Constraint-based genome-scale models of metabolism (Palsson, 2006
) are a category of models precisely aimed at assessing the physiological states achievable by a given metabolic network, and at uncovering their biochemical implementation in terms of metabolic fluxes. They offer an idealized view of the cell as a set of ‘pipes,’ with metabolites flowing through each pipe, and biochemical conversions taking place at junctions between pipes. Some metabolites can also be exchanged with the environment, flowing in or out of the system through dedicated pipes that can be opened or shut, and may have upper bounds on their throughput. The cell is required to achieve balanced production and consumption of all the intermediate substrates and products involved in its metabolism: what flows in a junction must flow out.
Constraint-based models can help investigate in a systematic manner most of the research questions listed at the start of this introduction, because they provide a way to explore the consequences on the operation of the entire metabolic network of the piecemeal information available on each of its parts. They are especially well suited to ‘what if’ experiments involving genetic or environmental perturbations, such as: how would the cell behave in an environment with a different chemistry than the ones that have been experimented on? How would one or more deletions affect its metabolic capabilities? Which deletions would maximize the production of both metabolite x and biomass?

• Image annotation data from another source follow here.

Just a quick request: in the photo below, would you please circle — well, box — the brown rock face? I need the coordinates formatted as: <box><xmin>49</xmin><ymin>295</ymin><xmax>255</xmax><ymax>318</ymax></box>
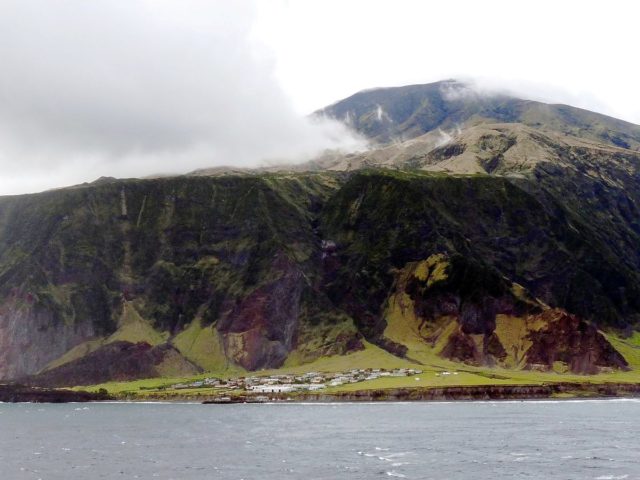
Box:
<box><xmin>0</xmin><ymin>291</ymin><xmax>95</xmax><ymax>379</ymax></box>
<box><xmin>527</xmin><ymin>310</ymin><xmax>628</xmax><ymax>374</ymax></box>
<box><xmin>218</xmin><ymin>257</ymin><xmax>304</xmax><ymax>370</ymax></box>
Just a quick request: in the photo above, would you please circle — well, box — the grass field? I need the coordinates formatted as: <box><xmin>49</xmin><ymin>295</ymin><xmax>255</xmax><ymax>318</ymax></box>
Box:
<box><xmin>76</xmin><ymin>334</ymin><xmax>640</xmax><ymax>400</ymax></box>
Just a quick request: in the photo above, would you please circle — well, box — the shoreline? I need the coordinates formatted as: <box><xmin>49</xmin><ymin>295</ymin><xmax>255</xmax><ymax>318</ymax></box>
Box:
<box><xmin>5</xmin><ymin>382</ymin><xmax>640</xmax><ymax>404</ymax></box>
<box><xmin>178</xmin><ymin>382</ymin><xmax>640</xmax><ymax>404</ymax></box>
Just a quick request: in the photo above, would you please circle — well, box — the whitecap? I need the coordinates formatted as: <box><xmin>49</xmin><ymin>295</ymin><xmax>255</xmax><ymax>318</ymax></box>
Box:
<box><xmin>384</xmin><ymin>470</ymin><xmax>407</xmax><ymax>478</ymax></box>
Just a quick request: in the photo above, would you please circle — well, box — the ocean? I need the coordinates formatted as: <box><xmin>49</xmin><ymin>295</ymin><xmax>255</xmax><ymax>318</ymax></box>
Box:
<box><xmin>0</xmin><ymin>399</ymin><xmax>640</xmax><ymax>480</ymax></box>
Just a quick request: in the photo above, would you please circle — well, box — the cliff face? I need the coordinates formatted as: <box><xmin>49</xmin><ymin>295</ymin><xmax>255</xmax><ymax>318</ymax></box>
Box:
<box><xmin>0</xmin><ymin>167</ymin><xmax>638</xmax><ymax>383</ymax></box>
<box><xmin>0</xmin><ymin>82</ymin><xmax>640</xmax><ymax>385</ymax></box>
<box><xmin>0</xmin><ymin>167</ymin><xmax>638</xmax><ymax>383</ymax></box>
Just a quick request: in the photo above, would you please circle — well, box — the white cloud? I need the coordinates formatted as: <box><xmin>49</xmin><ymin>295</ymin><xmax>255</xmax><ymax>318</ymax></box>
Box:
<box><xmin>0</xmin><ymin>0</ymin><xmax>358</xmax><ymax>194</ymax></box>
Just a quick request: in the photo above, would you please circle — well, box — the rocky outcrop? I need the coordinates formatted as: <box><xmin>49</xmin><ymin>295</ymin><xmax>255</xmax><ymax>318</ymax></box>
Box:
<box><xmin>385</xmin><ymin>254</ymin><xmax>628</xmax><ymax>374</ymax></box>
<box><xmin>0</xmin><ymin>384</ymin><xmax>114</xmax><ymax>403</ymax></box>
<box><xmin>527</xmin><ymin>310</ymin><xmax>628</xmax><ymax>374</ymax></box>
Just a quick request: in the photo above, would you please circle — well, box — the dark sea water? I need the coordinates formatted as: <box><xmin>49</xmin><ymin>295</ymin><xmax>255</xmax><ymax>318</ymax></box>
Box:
<box><xmin>0</xmin><ymin>400</ymin><xmax>640</xmax><ymax>480</ymax></box>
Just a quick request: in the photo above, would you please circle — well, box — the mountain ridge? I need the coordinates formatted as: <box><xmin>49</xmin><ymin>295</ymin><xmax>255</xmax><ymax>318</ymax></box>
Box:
<box><xmin>0</xmin><ymin>81</ymin><xmax>640</xmax><ymax>386</ymax></box>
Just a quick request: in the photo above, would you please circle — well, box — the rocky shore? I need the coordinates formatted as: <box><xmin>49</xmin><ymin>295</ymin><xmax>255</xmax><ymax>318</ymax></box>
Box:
<box><xmin>203</xmin><ymin>382</ymin><xmax>640</xmax><ymax>404</ymax></box>
<box><xmin>0</xmin><ymin>384</ymin><xmax>113</xmax><ymax>403</ymax></box>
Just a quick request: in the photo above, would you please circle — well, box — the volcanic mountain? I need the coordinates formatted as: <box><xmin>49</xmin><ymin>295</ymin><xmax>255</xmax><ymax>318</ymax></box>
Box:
<box><xmin>0</xmin><ymin>81</ymin><xmax>640</xmax><ymax>385</ymax></box>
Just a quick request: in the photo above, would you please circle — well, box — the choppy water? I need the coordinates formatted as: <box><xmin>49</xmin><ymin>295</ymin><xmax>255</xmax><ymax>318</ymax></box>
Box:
<box><xmin>0</xmin><ymin>400</ymin><xmax>640</xmax><ymax>480</ymax></box>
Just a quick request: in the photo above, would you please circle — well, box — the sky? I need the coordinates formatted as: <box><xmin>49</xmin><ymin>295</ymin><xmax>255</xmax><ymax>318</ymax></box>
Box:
<box><xmin>0</xmin><ymin>0</ymin><xmax>640</xmax><ymax>195</ymax></box>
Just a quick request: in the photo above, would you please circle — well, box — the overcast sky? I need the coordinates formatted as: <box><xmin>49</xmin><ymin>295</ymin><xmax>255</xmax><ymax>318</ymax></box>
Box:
<box><xmin>0</xmin><ymin>0</ymin><xmax>640</xmax><ymax>194</ymax></box>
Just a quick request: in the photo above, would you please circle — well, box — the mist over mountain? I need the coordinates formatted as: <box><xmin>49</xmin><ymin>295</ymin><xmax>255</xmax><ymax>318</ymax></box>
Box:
<box><xmin>0</xmin><ymin>80</ymin><xmax>640</xmax><ymax>385</ymax></box>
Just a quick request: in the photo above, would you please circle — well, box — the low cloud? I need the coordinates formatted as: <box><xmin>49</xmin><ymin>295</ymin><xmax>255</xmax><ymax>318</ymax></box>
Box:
<box><xmin>0</xmin><ymin>0</ymin><xmax>362</xmax><ymax>194</ymax></box>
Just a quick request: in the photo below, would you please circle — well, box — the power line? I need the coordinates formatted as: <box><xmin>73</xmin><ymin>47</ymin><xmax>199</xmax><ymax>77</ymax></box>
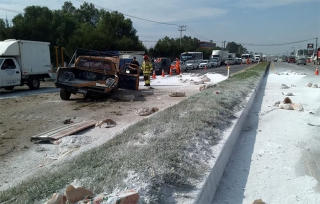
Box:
<box><xmin>188</xmin><ymin>26</ymin><xmax>210</xmax><ymax>41</ymax></box>
<box><xmin>0</xmin><ymin>7</ymin><xmax>23</xmax><ymax>13</ymax></box>
<box><xmin>75</xmin><ymin>0</ymin><xmax>179</xmax><ymax>26</ymax></box>
<box><xmin>239</xmin><ymin>38</ymin><xmax>316</xmax><ymax>46</ymax></box>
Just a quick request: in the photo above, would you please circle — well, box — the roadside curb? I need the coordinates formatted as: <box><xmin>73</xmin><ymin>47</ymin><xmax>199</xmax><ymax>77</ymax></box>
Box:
<box><xmin>194</xmin><ymin>62</ymin><xmax>271</xmax><ymax>204</ymax></box>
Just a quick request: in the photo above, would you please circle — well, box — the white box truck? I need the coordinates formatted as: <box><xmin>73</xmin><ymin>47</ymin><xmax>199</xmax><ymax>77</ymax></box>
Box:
<box><xmin>0</xmin><ymin>39</ymin><xmax>51</xmax><ymax>90</ymax></box>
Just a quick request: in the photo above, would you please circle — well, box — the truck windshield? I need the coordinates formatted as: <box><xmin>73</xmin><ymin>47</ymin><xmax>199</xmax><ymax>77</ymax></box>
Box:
<box><xmin>181</xmin><ymin>54</ymin><xmax>192</xmax><ymax>61</ymax></box>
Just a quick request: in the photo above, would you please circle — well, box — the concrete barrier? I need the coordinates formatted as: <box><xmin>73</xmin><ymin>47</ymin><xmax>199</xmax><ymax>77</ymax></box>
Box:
<box><xmin>194</xmin><ymin>62</ymin><xmax>270</xmax><ymax>204</ymax></box>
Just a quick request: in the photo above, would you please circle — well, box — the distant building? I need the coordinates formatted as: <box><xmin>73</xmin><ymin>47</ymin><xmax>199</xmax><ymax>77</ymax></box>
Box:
<box><xmin>199</xmin><ymin>41</ymin><xmax>217</xmax><ymax>49</ymax></box>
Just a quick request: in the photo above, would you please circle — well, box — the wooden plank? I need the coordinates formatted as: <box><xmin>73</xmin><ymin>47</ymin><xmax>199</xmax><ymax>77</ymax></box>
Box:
<box><xmin>31</xmin><ymin>120</ymin><xmax>97</xmax><ymax>141</ymax></box>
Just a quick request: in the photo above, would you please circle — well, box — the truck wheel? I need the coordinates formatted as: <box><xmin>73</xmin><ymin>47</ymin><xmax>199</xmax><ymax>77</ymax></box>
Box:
<box><xmin>4</xmin><ymin>86</ymin><xmax>14</xmax><ymax>91</ymax></box>
<box><xmin>28</xmin><ymin>78</ymin><xmax>40</xmax><ymax>90</ymax></box>
<box><xmin>60</xmin><ymin>88</ymin><xmax>71</xmax><ymax>100</ymax></box>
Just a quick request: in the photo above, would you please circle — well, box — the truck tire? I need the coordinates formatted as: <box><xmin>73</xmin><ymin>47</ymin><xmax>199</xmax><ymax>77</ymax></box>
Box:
<box><xmin>60</xmin><ymin>88</ymin><xmax>71</xmax><ymax>100</ymax></box>
<box><xmin>4</xmin><ymin>86</ymin><xmax>14</xmax><ymax>91</ymax></box>
<box><xmin>28</xmin><ymin>78</ymin><xmax>40</xmax><ymax>90</ymax></box>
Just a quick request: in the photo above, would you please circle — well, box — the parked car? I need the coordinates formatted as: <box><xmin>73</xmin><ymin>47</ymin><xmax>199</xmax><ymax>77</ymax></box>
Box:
<box><xmin>199</xmin><ymin>60</ymin><xmax>208</xmax><ymax>69</ymax></box>
<box><xmin>169</xmin><ymin>61</ymin><xmax>187</xmax><ymax>73</ymax></box>
<box><xmin>225</xmin><ymin>58</ymin><xmax>235</xmax><ymax>65</ymax></box>
<box><xmin>236</xmin><ymin>58</ymin><xmax>242</xmax><ymax>64</ymax></box>
<box><xmin>186</xmin><ymin>60</ymin><xmax>198</xmax><ymax>69</ymax></box>
<box><xmin>209</xmin><ymin>57</ymin><xmax>221</xmax><ymax>67</ymax></box>
<box><xmin>207</xmin><ymin>58</ymin><xmax>218</xmax><ymax>68</ymax></box>
<box><xmin>153</xmin><ymin>57</ymin><xmax>171</xmax><ymax>75</ymax></box>
<box><xmin>296</xmin><ymin>58</ymin><xmax>307</xmax><ymax>65</ymax></box>
<box><xmin>288</xmin><ymin>56</ymin><xmax>296</xmax><ymax>63</ymax></box>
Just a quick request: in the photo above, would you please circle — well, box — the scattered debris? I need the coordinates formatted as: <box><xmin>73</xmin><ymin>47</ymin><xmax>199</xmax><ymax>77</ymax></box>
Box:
<box><xmin>307</xmin><ymin>123</ymin><xmax>320</xmax><ymax>127</ymax></box>
<box><xmin>274</xmin><ymin>101</ymin><xmax>281</xmax><ymax>107</ymax></box>
<box><xmin>113</xmin><ymin>95</ymin><xmax>135</xmax><ymax>101</ymax></box>
<box><xmin>62</xmin><ymin>119</ymin><xmax>73</xmax><ymax>124</ymax></box>
<box><xmin>46</xmin><ymin>193</ymin><xmax>67</xmax><ymax>204</ymax></box>
<box><xmin>280</xmin><ymin>84</ymin><xmax>290</xmax><ymax>89</ymax></box>
<box><xmin>252</xmin><ymin>199</ymin><xmax>266</xmax><ymax>204</ymax></box>
<box><xmin>169</xmin><ymin>91</ymin><xmax>186</xmax><ymax>97</ymax></box>
<box><xmin>0</xmin><ymin>146</ymin><xmax>16</xmax><ymax>157</ymax></box>
<box><xmin>31</xmin><ymin>120</ymin><xmax>97</xmax><ymax>143</ymax></box>
<box><xmin>66</xmin><ymin>185</ymin><xmax>93</xmax><ymax>203</ymax></box>
<box><xmin>201</xmin><ymin>75</ymin><xmax>211</xmax><ymax>82</ymax></box>
<box><xmin>138</xmin><ymin>107</ymin><xmax>159</xmax><ymax>116</ymax></box>
<box><xmin>276</xmin><ymin>70</ymin><xmax>307</xmax><ymax>75</ymax></box>
<box><xmin>190</xmin><ymin>81</ymin><xmax>199</xmax><ymax>85</ymax></box>
<box><xmin>281</xmin><ymin>92</ymin><xmax>293</xmax><ymax>96</ymax></box>
<box><xmin>306</xmin><ymin>82</ymin><xmax>312</xmax><ymax>87</ymax></box>
<box><xmin>274</xmin><ymin>97</ymin><xmax>304</xmax><ymax>111</ymax></box>
<box><xmin>291</xmin><ymin>103</ymin><xmax>304</xmax><ymax>111</ymax></box>
<box><xmin>278</xmin><ymin>103</ymin><xmax>293</xmax><ymax>110</ymax></box>
<box><xmin>46</xmin><ymin>185</ymin><xmax>139</xmax><ymax>204</ymax></box>
<box><xmin>199</xmin><ymin>83</ymin><xmax>217</xmax><ymax>91</ymax></box>
<box><xmin>283</xmin><ymin>97</ymin><xmax>292</xmax><ymax>104</ymax></box>
<box><xmin>95</xmin><ymin>119</ymin><xmax>116</xmax><ymax>128</ymax></box>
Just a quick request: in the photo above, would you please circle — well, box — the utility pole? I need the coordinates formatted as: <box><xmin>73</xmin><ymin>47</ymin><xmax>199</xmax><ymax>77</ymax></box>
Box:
<box><xmin>178</xmin><ymin>25</ymin><xmax>187</xmax><ymax>47</ymax></box>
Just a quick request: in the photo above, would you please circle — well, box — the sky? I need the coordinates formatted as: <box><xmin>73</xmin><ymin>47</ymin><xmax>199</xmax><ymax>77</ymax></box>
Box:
<box><xmin>0</xmin><ymin>0</ymin><xmax>320</xmax><ymax>55</ymax></box>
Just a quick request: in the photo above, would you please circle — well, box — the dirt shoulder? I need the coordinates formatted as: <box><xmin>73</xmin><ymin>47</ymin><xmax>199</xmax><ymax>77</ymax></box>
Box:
<box><xmin>0</xmin><ymin>79</ymin><xmax>199</xmax><ymax>190</ymax></box>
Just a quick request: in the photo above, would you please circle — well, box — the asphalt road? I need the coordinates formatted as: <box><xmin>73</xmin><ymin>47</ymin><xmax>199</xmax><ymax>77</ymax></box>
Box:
<box><xmin>187</xmin><ymin>64</ymin><xmax>255</xmax><ymax>76</ymax></box>
<box><xmin>212</xmin><ymin>62</ymin><xmax>320</xmax><ymax>204</ymax></box>
<box><xmin>0</xmin><ymin>62</ymin><xmax>319</xmax><ymax>100</ymax></box>
<box><xmin>0</xmin><ymin>81</ymin><xmax>59</xmax><ymax>100</ymax></box>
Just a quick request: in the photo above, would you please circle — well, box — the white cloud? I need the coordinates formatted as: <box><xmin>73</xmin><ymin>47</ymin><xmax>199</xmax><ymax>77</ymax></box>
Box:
<box><xmin>238</xmin><ymin>0</ymin><xmax>319</xmax><ymax>9</ymax></box>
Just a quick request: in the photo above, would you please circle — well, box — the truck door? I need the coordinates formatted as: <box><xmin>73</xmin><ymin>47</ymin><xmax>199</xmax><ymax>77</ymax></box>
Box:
<box><xmin>118</xmin><ymin>63</ymin><xmax>140</xmax><ymax>90</ymax></box>
<box><xmin>0</xmin><ymin>59</ymin><xmax>21</xmax><ymax>87</ymax></box>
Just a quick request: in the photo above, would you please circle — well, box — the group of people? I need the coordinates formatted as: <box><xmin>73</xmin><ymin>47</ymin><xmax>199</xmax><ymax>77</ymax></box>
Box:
<box><xmin>129</xmin><ymin>55</ymin><xmax>180</xmax><ymax>86</ymax></box>
<box><xmin>129</xmin><ymin>55</ymin><xmax>153</xmax><ymax>86</ymax></box>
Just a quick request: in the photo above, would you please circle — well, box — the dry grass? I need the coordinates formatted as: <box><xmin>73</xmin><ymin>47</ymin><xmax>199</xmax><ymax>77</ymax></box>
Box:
<box><xmin>0</xmin><ymin>63</ymin><xmax>267</xmax><ymax>203</ymax></box>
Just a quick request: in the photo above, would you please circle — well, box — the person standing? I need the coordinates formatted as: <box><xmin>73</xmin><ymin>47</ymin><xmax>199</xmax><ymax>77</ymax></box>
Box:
<box><xmin>129</xmin><ymin>57</ymin><xmax>140</xmax><ymax>74</ymax></box>
<box><xmin>141</xmin><ymin>55</ymin><xmax>153</xmax><ymax>86</ymax></box>
<box><xmin>176</xmin><ymin>58</ymin><xmax>180</xmax><ymax>74</ymax></box>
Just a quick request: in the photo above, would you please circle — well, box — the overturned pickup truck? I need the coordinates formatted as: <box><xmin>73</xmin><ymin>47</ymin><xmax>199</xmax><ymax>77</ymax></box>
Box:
<box><xmin>54</xmin><ymin>49</ymin><xmax>140</xmax><ymax>100</ymax></box>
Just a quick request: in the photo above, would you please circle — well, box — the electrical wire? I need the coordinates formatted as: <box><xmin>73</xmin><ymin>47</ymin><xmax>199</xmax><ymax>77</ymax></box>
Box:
<box><xmin>75</xmin><ymin>0</ymin><xmax>179</xmax><ymax>26</ymax></box>
<box><xmin>239</xmin><ymin>38</ymin><xmax>316</xmax><ymax>46</ymax></box>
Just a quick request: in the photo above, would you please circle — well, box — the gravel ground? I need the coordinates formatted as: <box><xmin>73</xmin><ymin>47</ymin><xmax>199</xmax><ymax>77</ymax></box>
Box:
<box><xmin>0</xmin><ymin>77</ymin><xmax>205</xmax><ymax>190</ymax></box>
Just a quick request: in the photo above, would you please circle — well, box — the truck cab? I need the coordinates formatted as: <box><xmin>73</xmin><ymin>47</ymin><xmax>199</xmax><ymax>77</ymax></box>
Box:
<box><xmin>0</xmin><ymin>39</ymin><xmax>51</xmax><ymax>90</ymax></box>
<box><xmin>0</xmin><ymin>57</ymin><xmax>21</xmax><ymax>90</ymax></box>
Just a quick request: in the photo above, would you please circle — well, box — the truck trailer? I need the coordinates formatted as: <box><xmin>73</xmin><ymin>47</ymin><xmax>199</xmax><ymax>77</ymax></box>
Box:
<box><xmin>312</xmin><ymin>48</ymin><xmax>320</xmax><ymax>65</ymax></box>
<box><xmin>0</xmin><ymin>39</ymin><xmax>51</xmax><ymax>90</ymax></box>
<box><xmin>211</xmin><ymin>50</ymin><xmax>229</xmax><ymax>65</ymax></box>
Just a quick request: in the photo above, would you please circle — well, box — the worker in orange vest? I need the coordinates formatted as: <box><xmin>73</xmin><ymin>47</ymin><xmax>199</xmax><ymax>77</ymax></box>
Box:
<box><xmin>176</xmin><ymin>58</ymin><xmax>180</xmax><ymax>74</ymax></box>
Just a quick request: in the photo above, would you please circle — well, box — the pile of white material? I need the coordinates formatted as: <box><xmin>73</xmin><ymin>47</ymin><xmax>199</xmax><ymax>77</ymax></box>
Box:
<box><xmin>306</xmin><ymin>82</ymin><xmax>319</xmax><ymax>88</ymax></box>
<box><xmin>276</xmin><ymin>70</ymin><xmax>307</xmax><ymax>75</ymax></box>
<box><xmin>274</xmin><ymin>97</ymin><xmax>304</xmax><ymax>111</ymax></box>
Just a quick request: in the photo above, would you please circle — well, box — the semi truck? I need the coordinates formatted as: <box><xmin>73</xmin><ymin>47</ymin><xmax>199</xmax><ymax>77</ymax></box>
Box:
<box><xmin>312</xmin><ymin>48</ymin><xmax>320</xmax><ymax>65</ymax></box>
<box><xmin>0</xmin><ymin>39</ymin><xmax>51</xmax><ymax>90</ymax></box>
<box><xmin>254</xmin><ymin>53</ymin><xmax>264</xmax><ymax>62</ymax></box>
<box><xmin>211</xmin><ymin>50</ymin><xmax>229</xmax><ymax>65</ymax></box>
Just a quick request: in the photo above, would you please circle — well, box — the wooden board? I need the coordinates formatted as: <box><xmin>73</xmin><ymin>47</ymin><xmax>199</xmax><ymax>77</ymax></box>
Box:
<box><xmin>31</xmin><ymin>120</ymin><xmax>97</xmax><ymax>142</ymax></box>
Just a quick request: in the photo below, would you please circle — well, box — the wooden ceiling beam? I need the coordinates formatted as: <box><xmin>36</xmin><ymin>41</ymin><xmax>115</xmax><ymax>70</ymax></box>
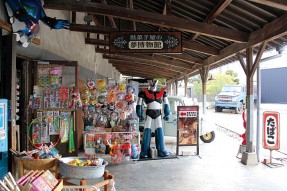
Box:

Before a model for a given species can be used to gain new insights into its metabolic capabilities or evolutionary history, it must first be built from the scattered genomic, biochemical, and physiological information available on that species up to a point where known physiology can be predicted from biochemistry without major mistakes. This process is sometimes known as ‘model reconstruction’; its endpoint is a functional genome-scale model, i.e. a structured representation of the current state of knowledge on the metabolism of the respective species (Reed et al., 2006a
). The model provides a framework to interpret new experimental data gathered at the cellular or molecular scale. That data may be incompatible with the current model, in which case either or both should be questioned, leading to possible revisions or improvements. If, on the other hand, data and model are compatible, the new evidence may still narrow down the set of possible metabolic behaviors of the cell, thus enriching the model (Covert et al., 2004
This review article covers both the reconstruction of genome-scale metabolic models and their applications to basic and applied research in microbiology. Following a primer on constraint-based models, we will review the state of the art in model reconstruction. Next, we will survey the main applications of metabolic models, from phenotype predictions to data interpretation or metabolic engineering. Practical aspects of direct relevance to the working microbiologist will be covered by a sketch of the main dedicated database and software resources. We will conclude the review with a discussion on future directions in the field.